Technology stocks were also in particularly high demand across Europe after the recent downturn. As the Dax leader, SAP gained 2.2 percent. The chip industry supplier Aixtron went up 1.3 percent in the MDax. Because the industry is heavily financed by credit and is therefore affected by rising interest rates, it has recently come under significant pressure.
Investors also grabbed those companies that had attracted negative attention in the recent past with profit warnings or cashed annual targets. The papers of the forklift manufacturer Kion climbed after the profit warning almost two weeks ago and the subsequent slide in prices by 1.8 percent.

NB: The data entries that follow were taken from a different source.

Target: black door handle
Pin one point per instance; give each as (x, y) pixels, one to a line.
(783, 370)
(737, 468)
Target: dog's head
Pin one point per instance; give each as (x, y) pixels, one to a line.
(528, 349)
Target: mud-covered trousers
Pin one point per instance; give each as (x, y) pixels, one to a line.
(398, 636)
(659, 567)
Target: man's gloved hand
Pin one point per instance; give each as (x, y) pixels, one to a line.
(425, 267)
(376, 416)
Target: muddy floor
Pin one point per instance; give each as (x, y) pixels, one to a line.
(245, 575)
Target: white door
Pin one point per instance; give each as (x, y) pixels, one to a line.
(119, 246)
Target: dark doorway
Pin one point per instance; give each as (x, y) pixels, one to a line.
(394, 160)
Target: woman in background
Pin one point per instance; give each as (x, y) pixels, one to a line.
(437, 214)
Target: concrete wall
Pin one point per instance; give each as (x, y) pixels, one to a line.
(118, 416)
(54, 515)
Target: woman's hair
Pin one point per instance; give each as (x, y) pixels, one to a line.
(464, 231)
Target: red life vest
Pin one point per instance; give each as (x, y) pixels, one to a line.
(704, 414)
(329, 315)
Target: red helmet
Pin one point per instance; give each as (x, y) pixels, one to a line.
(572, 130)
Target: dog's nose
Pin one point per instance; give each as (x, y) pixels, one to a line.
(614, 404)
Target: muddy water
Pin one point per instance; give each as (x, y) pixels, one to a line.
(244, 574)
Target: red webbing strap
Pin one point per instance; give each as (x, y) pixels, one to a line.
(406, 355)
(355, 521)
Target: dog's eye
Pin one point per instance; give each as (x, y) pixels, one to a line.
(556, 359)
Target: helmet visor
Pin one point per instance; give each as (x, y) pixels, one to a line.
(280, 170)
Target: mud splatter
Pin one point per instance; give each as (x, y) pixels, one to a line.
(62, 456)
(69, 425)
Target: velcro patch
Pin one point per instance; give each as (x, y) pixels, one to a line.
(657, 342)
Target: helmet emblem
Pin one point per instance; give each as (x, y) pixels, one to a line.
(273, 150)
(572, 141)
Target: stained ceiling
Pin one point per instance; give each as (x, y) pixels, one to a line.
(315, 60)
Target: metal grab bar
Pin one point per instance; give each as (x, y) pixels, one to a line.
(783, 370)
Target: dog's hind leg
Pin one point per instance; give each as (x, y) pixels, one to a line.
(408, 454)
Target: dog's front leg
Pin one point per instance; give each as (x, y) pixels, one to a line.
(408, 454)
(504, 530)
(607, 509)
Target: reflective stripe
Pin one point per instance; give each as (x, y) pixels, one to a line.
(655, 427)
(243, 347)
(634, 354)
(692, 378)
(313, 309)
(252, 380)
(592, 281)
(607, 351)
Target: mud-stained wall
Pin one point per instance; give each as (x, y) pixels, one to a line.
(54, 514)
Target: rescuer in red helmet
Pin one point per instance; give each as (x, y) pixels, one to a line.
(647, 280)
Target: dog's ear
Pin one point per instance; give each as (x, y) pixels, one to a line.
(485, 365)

Uniper shares continued their recovery of the past few trading days with a jump in price of almost 23 percent. An advisory body to the federal government sees the planned nationalization of the gas importer as a long-term threat to competition. In view of the general situation, the nationalization is "politically understandable", but should not be a long-term solution, said the chairman of the monopoly commission, Jürgen Kühling, of the "Süddeutsche Zeitung".
The euro fell to another 20-year low, last trading at $0.9610. The European Central Bank (ECB) had set the reference rate at $0.9646 in the afternoon.
On the bond market, the current yield rose from 1.91 percent on Friday to 1.99 percent. The Rex pension index fell by 0.58 percent to 128.38 points. The Bund future fell by 0.75 percent to 138.39 points.